Torticollis (Wry Neck)

Torticollis happens when muscles on one side of the neck contract (tighten). This causes the neck to twist or tilt to the side. The muscles may also be quite sore. It affects mainly children and young adults, often appearing overnight. It can also affect infants who develop or are born with tight neck muscles on one side.

What causes torticollis?

Causes of torticollis include:

  • Congenital (present at birth). Injury to the neck muscles from an accident or other injury, or even just sleeping in an unusual position

  • Side effect of certain medicines or drugs

  • Problems with the bones of the neck (which can happen after an infection or injury)

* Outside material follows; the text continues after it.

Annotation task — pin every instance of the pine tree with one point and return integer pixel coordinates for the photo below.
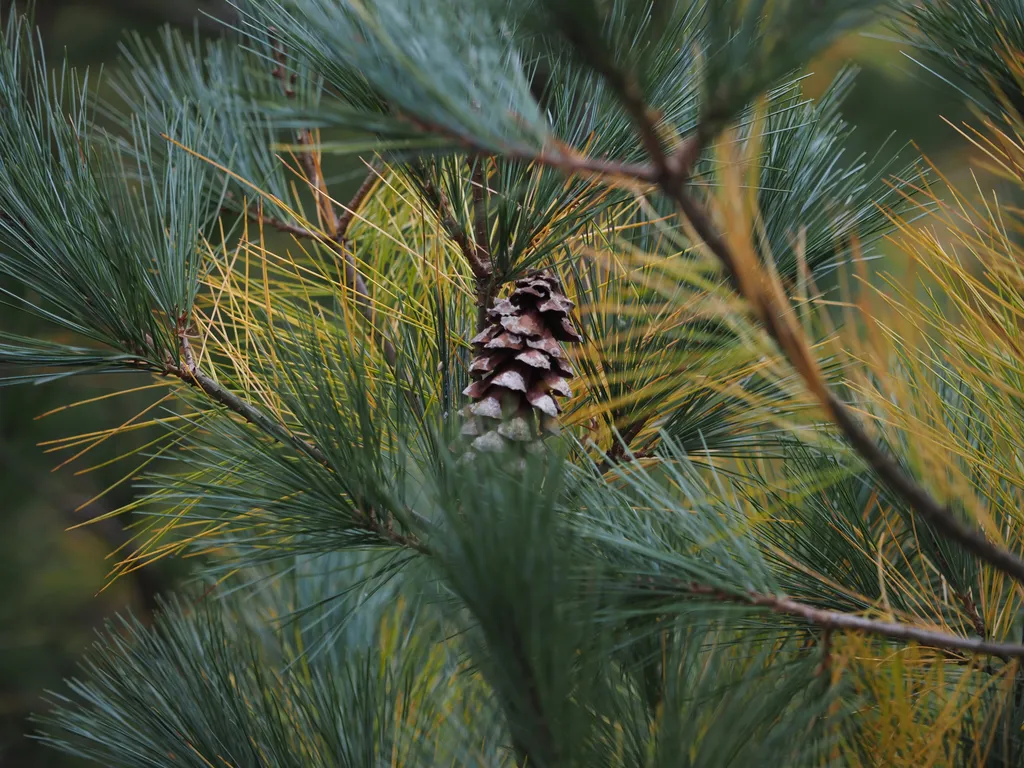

  • Spasm of the muscles due to an infection, such as an abscess in the neck

When to go to the emergency room (ER)

All neck problems should be checked by a healthcare provider within 24 hours. Seek emergency care if you can't reach your healthcare provider or these symptoms are present:

  • Trouble breathing or swallowing or in smaller children, continuous drooling

  • Numbness or weakness in the arms and legs

  • Trouble walking or speaking

  • Fever or chills

What to expect in the ER

The neck will be examined, and questions about any current or former medical problems will be asked. X-rays of the neck may be taken to check for broken bones.


The goal in treating torticollis is to relax the neck muscles. The best approach will depend on the cause of the problem. In most cases, one or more of the following may be given:

  • Medicines to help relax the muscles and reduce swelling

  • Hot and cold compresses to help ease muscle tightness

  • Botulinum toxin injections to prevent further muscle spasms

  • Physical therapy to help stretch and relax the muscles

  • Treatment of any infection, which may need intravenous antibiotics or surgery


Depending on the cause, torticollis often goes away on its own. Follow up with your healthcare provider as instructed. If symptoms become worse, call your healthcare provider or return to the ER.